The whole debate over lads' mags is made trickier still by the fact that old fashioned puritanism has in some instances reinvented itself as concern about 'sexualisation' - a rejection of the Freudian idea that life is, and always has been, to a large degree about sex. Any admission that there is nothing inherently wrong with being turned on by (or posing for) a sexual image, or acknowledgement that repression is a far worse fate than sexualisation, seemingly marks one off as a smutty pervert.
The moral panic around lads' mags is also becoming rather disproportionate. Soon you will be technically old enough to have sex, get married and move out of your parents' home, but if you decide you want to buy a copy of Loaded at your local Tesco you will be politely informed that you simply aren't capable of that level of responsibility. In other words, you may be old enough to breed, feed and raise a child, but woe betide you if you want to look at a picture of Kelly Brook in her bra and pants.

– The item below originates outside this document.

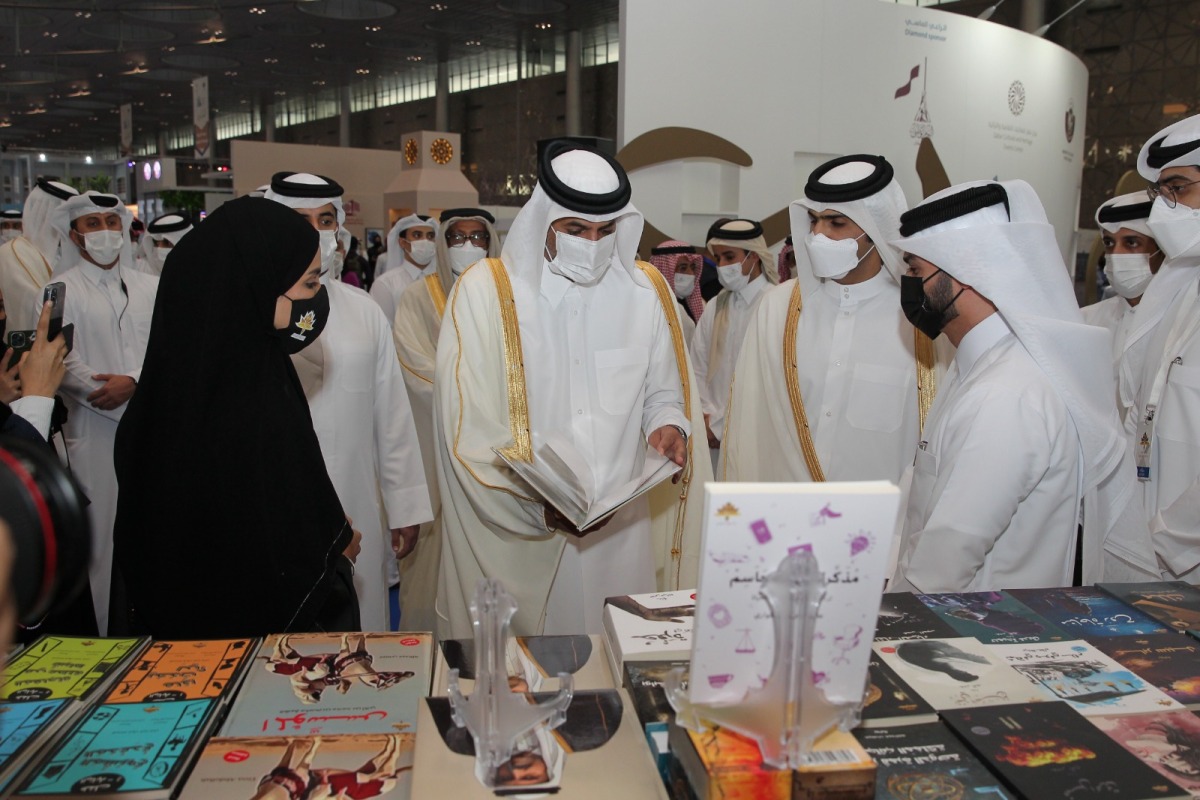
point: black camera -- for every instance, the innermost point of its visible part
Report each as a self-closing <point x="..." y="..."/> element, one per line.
<point x="47" y="517"/>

Debates around lads' mags highlight an alarming tendency in our society to sneer at working class women who have the temerity to use their looks to make their way in the world. Asking someone from a disadvantaged background why they would rather get their breasts out than become a doctor is a cruel joke when the chances of going to medical school for most people are close to zero. A job in McDonald's is a more realistic destination for 99.9% of working class people than general practice is; and at least the people who tell you to get your tits out for a magazine shoot actually pay you for doing so, rather than call you a slag and disappear off into the night clutching a Big Mac.
Despise crass and nasty lad's mags by all means. But don't project every instance of sexism onto this transparently soft target, nor pretend that opposition to censorship is in some way an endorsement of what is being published. Liberty, if it means anything at all, is the right to tell people what they do not want to hear, as Orwell famously put it. That includes the right of publishers to push sleazy magazines filled with attractive people in a state of semi undress.